The author of the study, David Freedman, did point out that this study he is working on does have it’s limitations. The oldest subject that was studied as a child is only now 45, so they haven’t had a chance to study the effects of lifelong obesity for many adult years. In other words, they haven’t aged enough to get some definitive results.
He also points out that there are other similar studies that have similar limitations.
Some studies — but not all of them — have found an increased risk of mortality.”
And now to the pièce de résistance of this post. The key point that I would like to emphasize here, is the reason Freedman says that these studies are limited in their results.
I think, though, that part of the reason for these discrepancies is that to obtain results from these long-term longitudinal studies, many have to use baseline measurements that were taken in the ’50s and ’60s. And kids who were examined back then were much, much thinner than kids are now. Even children who would have been considered relatively heavy then are not much heavier than average children now…”

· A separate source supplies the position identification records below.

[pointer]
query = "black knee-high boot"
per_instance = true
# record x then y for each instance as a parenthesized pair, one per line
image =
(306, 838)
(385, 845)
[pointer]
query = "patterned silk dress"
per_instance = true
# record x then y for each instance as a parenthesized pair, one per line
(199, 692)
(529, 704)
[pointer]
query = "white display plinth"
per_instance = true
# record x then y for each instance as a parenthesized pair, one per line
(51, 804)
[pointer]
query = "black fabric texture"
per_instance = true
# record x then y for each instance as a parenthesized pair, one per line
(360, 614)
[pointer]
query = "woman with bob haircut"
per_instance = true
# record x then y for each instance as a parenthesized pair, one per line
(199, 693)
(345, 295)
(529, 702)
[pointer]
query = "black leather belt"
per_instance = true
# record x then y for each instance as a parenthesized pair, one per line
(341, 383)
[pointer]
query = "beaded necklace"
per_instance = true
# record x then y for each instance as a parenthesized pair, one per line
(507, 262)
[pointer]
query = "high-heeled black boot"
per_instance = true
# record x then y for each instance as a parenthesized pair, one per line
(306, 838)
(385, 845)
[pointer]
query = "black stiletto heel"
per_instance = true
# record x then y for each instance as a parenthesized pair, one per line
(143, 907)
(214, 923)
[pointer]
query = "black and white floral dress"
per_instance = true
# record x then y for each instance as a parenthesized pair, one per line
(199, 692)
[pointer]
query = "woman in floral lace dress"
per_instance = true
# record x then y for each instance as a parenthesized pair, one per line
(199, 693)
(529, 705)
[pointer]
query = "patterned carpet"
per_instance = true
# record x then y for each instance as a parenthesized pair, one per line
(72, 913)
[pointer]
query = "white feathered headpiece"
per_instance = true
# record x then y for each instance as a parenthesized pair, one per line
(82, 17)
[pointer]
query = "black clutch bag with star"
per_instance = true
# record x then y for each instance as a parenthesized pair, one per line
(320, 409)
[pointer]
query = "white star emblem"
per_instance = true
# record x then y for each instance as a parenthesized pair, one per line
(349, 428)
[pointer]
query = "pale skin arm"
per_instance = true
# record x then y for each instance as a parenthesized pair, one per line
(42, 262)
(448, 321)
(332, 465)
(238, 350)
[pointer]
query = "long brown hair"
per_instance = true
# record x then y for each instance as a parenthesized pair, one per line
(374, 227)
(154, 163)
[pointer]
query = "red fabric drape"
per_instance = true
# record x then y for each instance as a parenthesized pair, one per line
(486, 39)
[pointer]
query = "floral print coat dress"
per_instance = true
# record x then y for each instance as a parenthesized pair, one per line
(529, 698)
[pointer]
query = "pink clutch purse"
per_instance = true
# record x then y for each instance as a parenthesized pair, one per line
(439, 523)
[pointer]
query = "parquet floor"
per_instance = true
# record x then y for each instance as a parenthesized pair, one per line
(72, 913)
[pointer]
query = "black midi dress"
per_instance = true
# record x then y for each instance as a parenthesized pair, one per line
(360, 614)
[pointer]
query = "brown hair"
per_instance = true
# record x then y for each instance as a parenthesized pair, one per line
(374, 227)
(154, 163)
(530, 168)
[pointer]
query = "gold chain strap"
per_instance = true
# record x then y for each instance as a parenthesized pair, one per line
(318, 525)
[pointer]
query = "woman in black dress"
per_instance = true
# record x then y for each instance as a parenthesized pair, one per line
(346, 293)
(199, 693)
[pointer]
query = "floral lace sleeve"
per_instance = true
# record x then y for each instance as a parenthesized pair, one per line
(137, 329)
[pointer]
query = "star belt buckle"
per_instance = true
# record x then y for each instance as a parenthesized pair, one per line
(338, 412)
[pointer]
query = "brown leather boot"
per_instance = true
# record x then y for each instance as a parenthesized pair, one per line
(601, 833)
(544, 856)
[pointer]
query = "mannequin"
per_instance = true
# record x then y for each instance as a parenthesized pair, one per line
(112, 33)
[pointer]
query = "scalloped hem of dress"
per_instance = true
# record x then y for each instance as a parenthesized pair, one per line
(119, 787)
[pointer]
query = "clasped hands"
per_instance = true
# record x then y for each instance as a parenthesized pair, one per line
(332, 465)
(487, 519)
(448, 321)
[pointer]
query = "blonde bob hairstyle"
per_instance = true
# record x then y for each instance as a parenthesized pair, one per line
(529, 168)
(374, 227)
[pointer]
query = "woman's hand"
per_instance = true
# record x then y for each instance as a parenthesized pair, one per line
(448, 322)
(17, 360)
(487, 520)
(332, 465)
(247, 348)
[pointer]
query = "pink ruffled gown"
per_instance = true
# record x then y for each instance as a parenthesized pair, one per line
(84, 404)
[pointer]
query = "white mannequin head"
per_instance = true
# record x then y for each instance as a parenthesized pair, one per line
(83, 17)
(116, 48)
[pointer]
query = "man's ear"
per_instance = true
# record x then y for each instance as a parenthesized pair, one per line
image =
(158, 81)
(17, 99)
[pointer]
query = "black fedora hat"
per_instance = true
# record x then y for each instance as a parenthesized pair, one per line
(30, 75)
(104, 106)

Wow. That quote pretty much says it all for me. You can believe or not believe the validity of the study all you want. You can feel as though the studies were biased and the researchers had a certain hypothesis that they were trying to find. But all that doesn’t matter.
You can’t ignore the fact that kids were “much” less fat 40-50 years ago than they are today.
What is the reason for that? Not genetics……
DIET AND LIFESTYLE!!!
Am I wrong? How else do you explain that?
P.S. Remember Chunk from The Goonies up at the top there? Remember how he was the “fat” Goonie that always wanted to eat something? He doesn’t even look that fat to me, compared to today’s fat kids.